Latin Amerika ülkelerindeki devrimci mücadelenin, bu bölgenin geçmişindeki özgünlükleri temel alınarak oluşturulmuş programının özeti Che Guevara tarafından yapılan bir tahlilde “Bir devrim için Latin Amerika’nın objektif koşulları oluşmuştur ve bu, emperyalizmin ve her ülkede büyük toprak sahiplerinin egemenliğidir.” sözleriyle ifade edilmişti.
Rosencof, kendi ülkesindeki durumun, bütün Latin Amerika’nın temel özelliklerinin bir parçası olduğunu belirterek, şunları söylüyordu:
“Uruguay’da ülke yüzölçümünün üçte biri, üç yüz ailenin mülkiyetindedir. 25-30-40 bin hektarlık çiftlikler vardır. Toprak sorunu ülkemizin en önemli sorunudur. İkinci sorun bankalarla ilgilidir. 42 banka kuruluşundan 37’si yabancıdır. Bizim için bankaların kamulaştırılması temeldir. Şu bakımdan temeldir: gelişmenin kredilerini bankalar sağlar. Biz endüstri sermayesini kabul ediyoruz; üretici kapitali kabul ediyoruz. Sanayici ve üretici bankaları da bu nedenle kabul ediyoruz.
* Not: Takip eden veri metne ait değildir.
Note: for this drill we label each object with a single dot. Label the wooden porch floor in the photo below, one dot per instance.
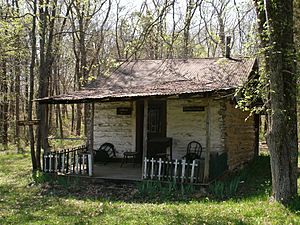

Fakat spekülasyon bankalarını hayır.”
Genel olarak sömürgeci ilişkilerin etkilerini taşımaya devam eden toprak-kır ilişkilerinde, büyük ölçekli araziler üzerinde gerçekleştirilen tarım, feodalizmle büyük kapitalist çiftlik işletmelerinin bir bileşimidir. Latin Amerika’ya özgü meyve ve (şekerkamışı, kauçuk, orman ürünleri gibi) sanayi bitkileri, Latifundia adı verilen bu çiftliklerde üretilir. Latifundia’lar, uluslararası tekellerin üretim ve pazarlama ağı içinde yer alırlar ve her ülkede emperyalizme bağımlı siyasi iktidarın temellerini temsil eder. Rosencof’un işaret ettiği gibi, her ülkede, üretime elverişli toprakların çok büyük bir bölümü, nüfusun çok küçük bir azınlığını temsil eden Latifundia sahiplerinin elindedir. Latin Amerika’da siyasi iktidarın sınıfsal temelini belirtmek için kullanılan “oligarşi” terimi, “komprador burjuvazi” ile birlikte bu sınıfı kapsamaktadır.
Latifundialarda çalışan işçiler ve topraksız köylüler, Latin Amerika’nın devrimci geleneklerini temsil eden geniş kitleler oluştururlar. Nitekim Tupamaroların kuruluşunda ve güçlenip yaygınlaşmasında, şekerkamışı tarlalarında ve ormanlarda çalışan bu kitlenin belirleyici rol oynaması, bu bakımdan bir tesadüf değildir.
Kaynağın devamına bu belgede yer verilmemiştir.